Natürlich können Interessierte die Stelen auch in freier Natur betrachten - dafür braucht es dann aber schon etwas Glück. Jedenfalls fragen immer wieder mal Leute, die zufällig vorbeikommen, erzählt Thiel, ob die Stäbe denn auch noch in ein paar Tagen stehen, damit sie sie sich nochmal ansehen können - "aber so funktioniert das nicht". Sobald das Bild im Kasten ist, nehmen die Künstler die Stelen wieder mit. Es gibt nur diese drei. Und die sollen für das nächste Bild an der nächsten richtigen Stelle stehen - für einen kurzen Moment, festgehalten für die Ewigkeit.Extra Der Fluss

Die Kyll ist ein Nebenfluss der Mosel und der längste Fluss der südlichen Eifel. Sie bildet sich an der deutsch-belgischen Grenze im Zitterwald aus drei Quellbächen bei Losheimergraben, wird bei Kronenburg zum Kronenburger See gestaut und wendet sich ab Stadtkyll nach Süden. Der Fluss durchbricht bei Gerolstein die Ausläufer der Vulkaneifel und durchquert dann die Kylleifel, um bei Trier-Ehrang in die Mosel zu münden. Sein Lauf berührt, von der belgischen Grenze ausgehend, die Landkreise Euskirchen, Vulkaneifel, Bitburg-Prüm und Trier-Saarburg. Der Name Kyll geht auf das keltische Wort Gilum (für "Bach") zurück.Extra: Die Künstler

Fritz Thiel, 1951 in Köln geboren, studierte Grafik und Malerei an den Kölner Werkschulen. Er war als Reprofotograf, Grafiker und Hersteller in grafischen Betrieben und im Buchverlag tätig. Seit 1990 ist er freischaffender Künstler. Er lebt auf Crumpsmühle bei Hillesheim.
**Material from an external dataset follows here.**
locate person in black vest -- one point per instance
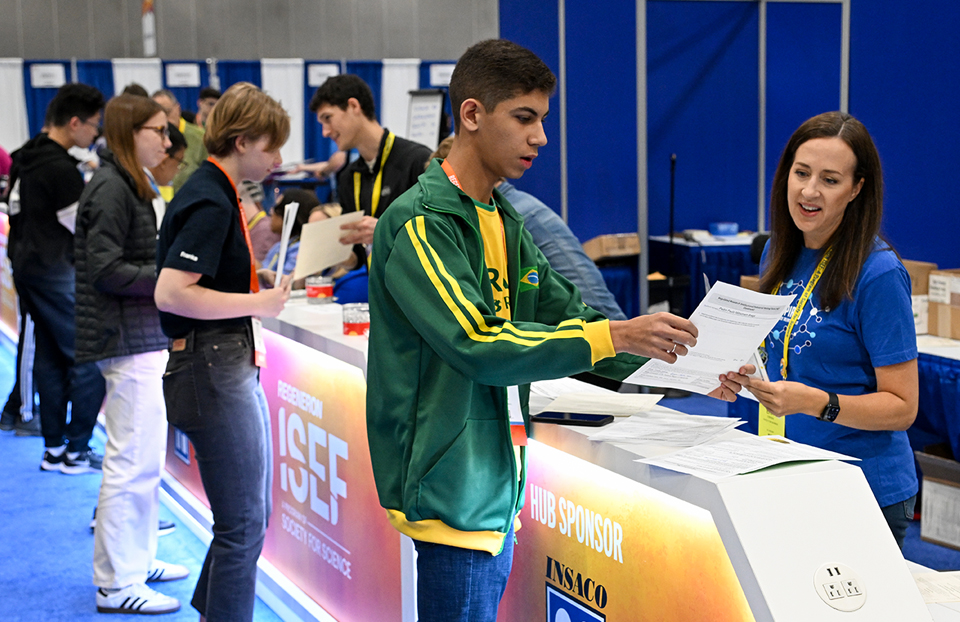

Rolf Simmerer, 1957 in Köln geboren, ist von Haus aus Architekt und heute freiberuflicher Fotograf und Künstler. Er lebt und arbeitet in seinen Ateliers in Köln und in der Eifel. Zusammen mit Thiel arbeitet er seit 2008 in der Künstlervereinigung Gruppe Feldkunst zusammen.